Revision as of 21:26, 8 August 2011

Problem 9

In the figure, $ABCD$ is a $2 \times 2$ square, $E$ is the midpoint of $\overline{AD}$, and $F$ is on $\overline{BE}$. If $\overline{CF}$ is perpendicular to $\overline{BE}$, then the area of quadrilateral $CDEF$ is

[asy] defaultpen(linewidth(.8pt)); dotfactor=4; pair A = (0,2); pair B = origin; pair C = (2,0); pair D = (2,2); pair E = midpoint(A--D); pair F = foot(C,B,E); dot(A);dot(B);dot(C);dot(D);dot(E);dot(F); label("$A$",A,N);label("$B$",B,S);label("$C$",C,S);label("$D$",D,N);label("$E$",E,N);label("$F$",F,NW); draw(A--B--C--D--cycle); draw(B--E); draw(C--F); draw(rightanglemark(B,F,C,4));[/asy]

$\textbf{(A)}\ 2\qquad\textbf{(B)}\ 3-\frac{\sqrt{3}}{2}\qquad\textbf{(C)}\ \frac{11}{5}\qquad\textbf{(D)}\ \sqrt{5}\qquad\textbf{(E)}\ \frac{9}{4}$

Solution 1

Since $\angle EBA = \angle FCB$ and $\angle FBC = \angle AEB$, we have $\triangle ABE \sim \triangle FCB$.

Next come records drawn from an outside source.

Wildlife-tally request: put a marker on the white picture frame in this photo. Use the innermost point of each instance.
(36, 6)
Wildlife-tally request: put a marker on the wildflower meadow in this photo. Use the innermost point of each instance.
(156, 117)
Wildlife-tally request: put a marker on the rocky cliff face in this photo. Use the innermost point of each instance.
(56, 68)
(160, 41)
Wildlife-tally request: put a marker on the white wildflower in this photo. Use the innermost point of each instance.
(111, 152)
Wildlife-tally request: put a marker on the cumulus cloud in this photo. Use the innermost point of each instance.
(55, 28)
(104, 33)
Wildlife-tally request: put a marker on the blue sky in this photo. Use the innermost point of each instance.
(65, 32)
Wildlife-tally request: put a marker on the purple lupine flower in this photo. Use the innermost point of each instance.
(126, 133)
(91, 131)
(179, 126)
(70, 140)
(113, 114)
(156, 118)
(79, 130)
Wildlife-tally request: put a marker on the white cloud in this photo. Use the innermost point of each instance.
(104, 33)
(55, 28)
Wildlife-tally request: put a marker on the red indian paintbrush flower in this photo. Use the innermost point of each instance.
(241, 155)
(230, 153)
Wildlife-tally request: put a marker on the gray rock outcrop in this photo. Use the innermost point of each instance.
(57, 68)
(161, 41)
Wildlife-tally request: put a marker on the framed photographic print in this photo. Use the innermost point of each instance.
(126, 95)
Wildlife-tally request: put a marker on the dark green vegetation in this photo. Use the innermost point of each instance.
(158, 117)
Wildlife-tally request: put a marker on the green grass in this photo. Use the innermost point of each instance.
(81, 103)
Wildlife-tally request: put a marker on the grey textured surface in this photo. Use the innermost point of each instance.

$\frac{AB}{FC} = \frac{BE}{CB} = \frac{EA}{BF}$

$\frac{2}{FC} = \frac{\sqrt{5}}{2} = \frac{1}{BF}$

From those two equations, we find that $CF = \frac{4}{\sqrt{5}}$ and $BF = \frac{2}{\sqrt{5}}$

Now that we have $BF$ and $CF$, we can find the area of the bottom triangle $\triangle CFB$: $\frac{1}{2}\cdot \frac{4}{\sqrt{5}} \cdot \frac{2}{\sqrt{5}} = \frac{4}{5}$

The area of left triangle $\triangle BEA$ is $\frac{1}{2}\cdot 2 \cdot 1 = 1$

The area of the square is $4$.

Thus, the area of the remaining quadrilateral is $4 - 1 - \frac{4}{5} = \frac{11}{5}$, and the answer is $\boxed{C}$

Solution 2

Place the square on a coordinate grid so that $B(0,0)$ and $D(2,2)$. Line $BE$ is $y = 2x$. Line $CF$ goes through $(2,0)$ and has slope $-\frac{1}{2}$, so it must be $y = 1 -\frac{x}{2}$

The intersection of the two lines is $F$, and $F$ thus has coordinates $(\frac{2}{5}, \frac{4}{5})$. The altitude from $F$ to $BC$ thus has length $\frac{4}{5}$, so the area of the triangle $BCF$ is $\frac{1}{2}\cdot 2\cdot \frac{4}{5} = \frac{4}{5}$.

The other triangle has area $1$, and the whole square has area $4$. As above, we find the area of the quadrilateral by subtracting the two triangles, and we get $\frac{11}{5}$, which is $\boxed{C}$.